This year’s legislative session has concluded, and with the help of our many coalition partners and friends TQEE had great success advancing our legislative priorities. Below is a short wrap up. Please share with your colleagues and friends who may be interested, and be sure to sign up to join TQEE if you haven’t already, to ensure you continue to get news and information about our work. By the way, here’s a link to our original legislative agenda in case you’d like to refer to it.
Defend Voluntary Pre-Kindergarten (VPK) Funding
Oppose any legislation that would erode the VPK program or its current funding stream.
Our top priority for this session was to defend Voluntary Pre-K from any efforts to diminish funding or negatively impact the program, and we succeeded. In particular we locked down subcommittee votes to prevent the reintroduction of a measure proposed and defeated last year that would have allowed school districts to use VPK funds for K-2 innovations. While we support opportunities for K-2 innovations, we opposed this effort on the grounds that it would fund those innovations by siphoning funding from VPK.
Support TDOE’s VPK Quality Improvement Initiatives
Support administrative initiatives being implemented in response to the Pre-k Quality Act of 2016.
We applaud the work of TDOE, specifically the Office of Early Learning, and the steps they have taken to strengthen VPK quality. TQEE’s role here has been informing policy makers of the transformational work that’s being led by the TDOE, and to make clear the continued need to concentrate investments on improving VPK quality. Here’s a piece we published and actively circulated to legislators about those quality improvements.
Study Early Grades Instructional Quality and Recommend Measures to Strengthen It
Support TDOE-directed study, in conjunction with Vanderbilt University, to assess instructional quality Pre-k through 2nd grade and prepare recommendations for strengthening it.
We’re pleased to report that TDOE has been a great partner in the design and launch of two related studies to assess the quality of instruction and teaching in the early grades – no legislation was necessary to get them underway. Vanderbilt University’s TERA (Tennessee Educational Research Alliance) and Peabody Research Institute respectively are leading the studies:
- Early Grades Teacher Assignment study will explore the frequency and consequences of principals assigning low-performing teachers to early grades Pre-K through 2nd grade. This study is expected to conclude with findings by early fall 2018, in time to inform policy solutions for the 2019 legislative session.
- Early Grades Instruction Continuous Improvement will examine Pre-k through 2nd grade instruction to better understand what instructional shifts are needed to improve the quality of K-2nd grade such that schools can “sustain and accelerate the gains” made in Pre-K. Preliminary findings are expected late fall 2018, in time to inform policy solutions for the 2019 legislative session.
Advance Legislation that Enhances Parent-Teacher Teamwork in the Early Grades
Advance legislation that supports TDOE in piloting best practices models, like APTT (Academic Parent-Teacher Teams), that strengthen parent engagement in their child’s teaching and learning Pre-k through 2nd grade.
TQEE advanced legislation with the support of sponsors Rep. Eddie Smith and Sen. Joey Hensley to pilot a parent-teacher conference model in the early grades based on a program known as APTT (Academic Parent-Teacher Teams). The bill passed, and TDOE will launch the pilot in fall 2018 in three schools across the state. The legislation requires the pilot to continue for three years with annual reports to the legislature. Our hope is that this will provide a breakthrough model for better engagement of parents in their child’s learning in and out of school.
Advance Legislation that Helps Protect Children of Opioid-Addicted Parents
Advance legislation that prioritizes early prevention and intervention programs for young, opioid-affected children.

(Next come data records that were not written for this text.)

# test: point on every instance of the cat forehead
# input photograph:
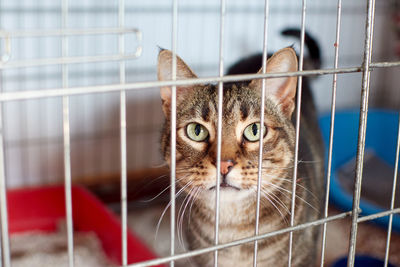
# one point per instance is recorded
(239, 102)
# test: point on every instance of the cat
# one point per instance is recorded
(196, 152)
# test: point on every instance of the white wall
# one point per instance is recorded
(33, 129)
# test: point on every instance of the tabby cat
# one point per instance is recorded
(196, 153)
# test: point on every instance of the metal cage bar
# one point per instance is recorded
(80, 90)
(219, 128)
(260, 149)
(67, 91)
(362, 130)
(332, 126)
(174, 41)
(67, 140)
(5, 241)
(298, 116)
(396, 169)
(124, 196)
(244, 240)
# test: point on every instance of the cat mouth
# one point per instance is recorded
(224, 186)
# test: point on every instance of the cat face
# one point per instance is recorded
(196, 145)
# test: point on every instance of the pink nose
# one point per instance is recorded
(226, 166)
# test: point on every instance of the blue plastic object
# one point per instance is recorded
(362, 261)
(381, 137)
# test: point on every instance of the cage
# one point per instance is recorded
(80, 103)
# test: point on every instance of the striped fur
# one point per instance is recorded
(196, 166)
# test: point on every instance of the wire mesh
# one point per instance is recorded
(66, 91)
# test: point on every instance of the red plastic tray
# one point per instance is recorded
(42, 208)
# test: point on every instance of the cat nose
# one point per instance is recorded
(226, 166)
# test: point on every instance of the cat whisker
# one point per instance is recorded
(284, 190)
(278, 201)
(166, 208)
(266, 195)
(298, 184)
(159, 194)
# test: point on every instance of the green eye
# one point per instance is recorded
(252, 132)
(196, 132)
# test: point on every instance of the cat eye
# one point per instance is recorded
(196, 132)
(252, 132)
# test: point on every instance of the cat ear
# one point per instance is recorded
(164, 72)
(282, 90)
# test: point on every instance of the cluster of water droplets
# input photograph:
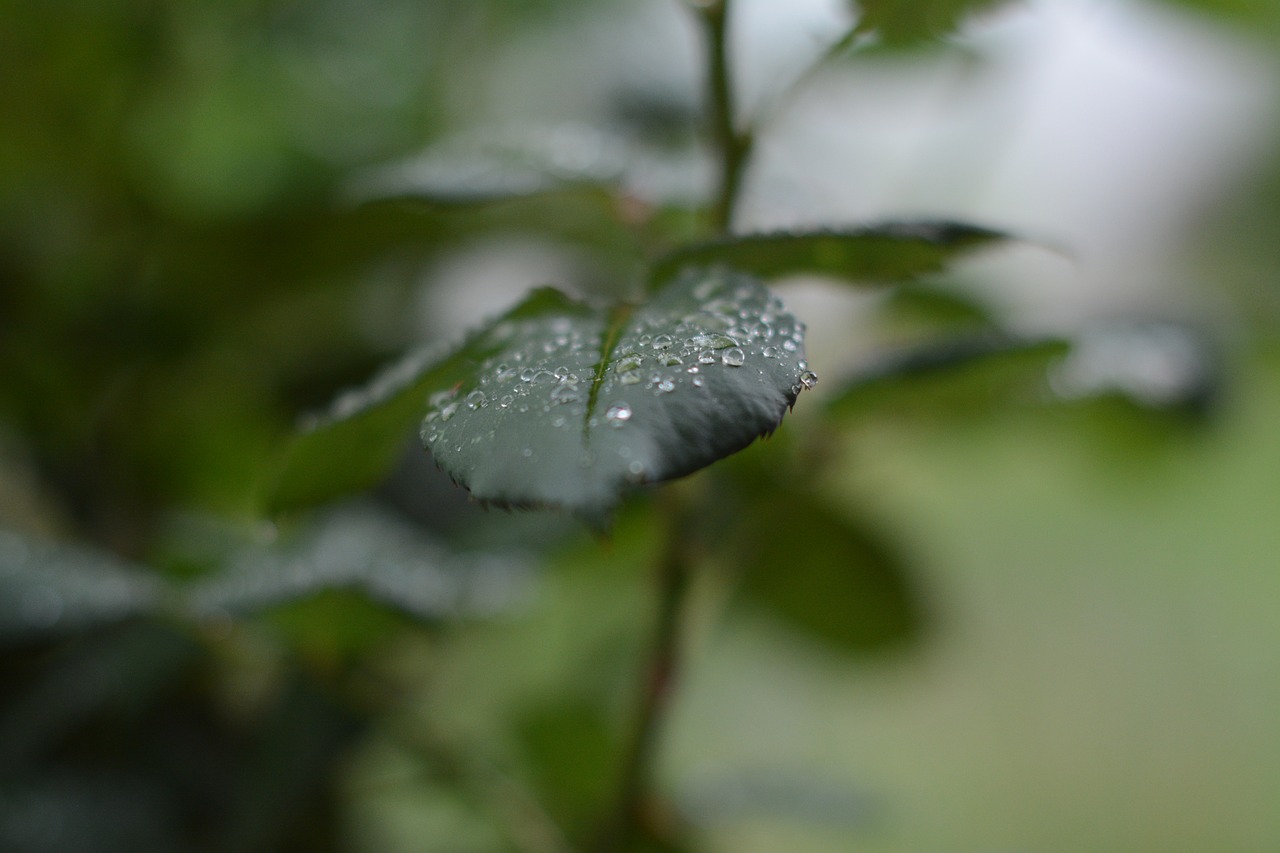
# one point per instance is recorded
(722, 323)
(547, 373)
(543, 372)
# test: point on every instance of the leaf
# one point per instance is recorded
(353, 445)
(882, 252)
(824, 574)
(360, 548)
(51, 588)
(570, 405)
(906, 22)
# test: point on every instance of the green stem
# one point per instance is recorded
(675, 569)
(734, 145)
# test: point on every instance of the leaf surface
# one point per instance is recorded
(49, 588)
(568, 405)
(883, 252)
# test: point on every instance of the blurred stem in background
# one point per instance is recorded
(676, 564)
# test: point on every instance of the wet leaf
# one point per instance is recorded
(882, 252)
(360, 548)
(353, 445)
(568, 405)
(906, 22)
(53, 588)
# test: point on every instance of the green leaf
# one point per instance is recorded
(356, 442)
(826, 575)
(568, 405)
(359, 548)
(883, 252)
(906, 22)
(51, 588)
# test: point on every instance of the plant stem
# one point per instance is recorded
(732, 145)
(675, 569)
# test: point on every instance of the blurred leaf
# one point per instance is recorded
(965, 373)
(754, 793)
(77, 811)
(826, 575)
(392, 562)
(572, 753)
(357, 441)
(562, 404)
(936, 306)
(1153, 364)
(873, 254)
(50, 588)
(906, 22)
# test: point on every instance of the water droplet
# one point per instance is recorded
(563, 393)
(711, 341)
(617, 414)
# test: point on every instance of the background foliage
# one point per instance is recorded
(949, 606)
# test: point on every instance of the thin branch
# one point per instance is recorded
(675, 569)
(732, 144)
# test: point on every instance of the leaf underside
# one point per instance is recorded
(562, 404)
(883, 252)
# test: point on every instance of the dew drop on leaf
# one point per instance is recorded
(617, 414)
(565, 393)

Governor Haslam proposed and the legislature passed a package of bills to address the opioid epidemic in Tennessee. TQEE sought added focus on opioid-affected families and children, and teamed up with the Home Visiting Leadership Alliance, Tennessee Commission on Children and Youth, Save the Children Action Network, Children’s Hospital Alliance, and Prevent Child Abuse Tennessee, to successfully advocate for a budget amendment that resulted in an additional $1.4 million in recurring funds to the Department of Health’s home visiting budget. Special thanks to Senators Steve Dickerson and Becky Massey, and Representative Ryan Williams, for their leadership. Early home visiting is a critical evidence-based strategy for strengthening parenting skills and supporting at-risk babies and toddlers.
We’d also like to give a special shout-out to our fabulous team members from Johnson Poss Kirby – Holly Salmons and Luke Ashley. They’re excellent at what they do and incredibly dedicated to our goals. In fact, Holly is on her way to become an early childhood expert, having just given birth to her first child! Congratulations Holly!
Thanks again to everyone involved in moving this agenda to successful conclusion this year.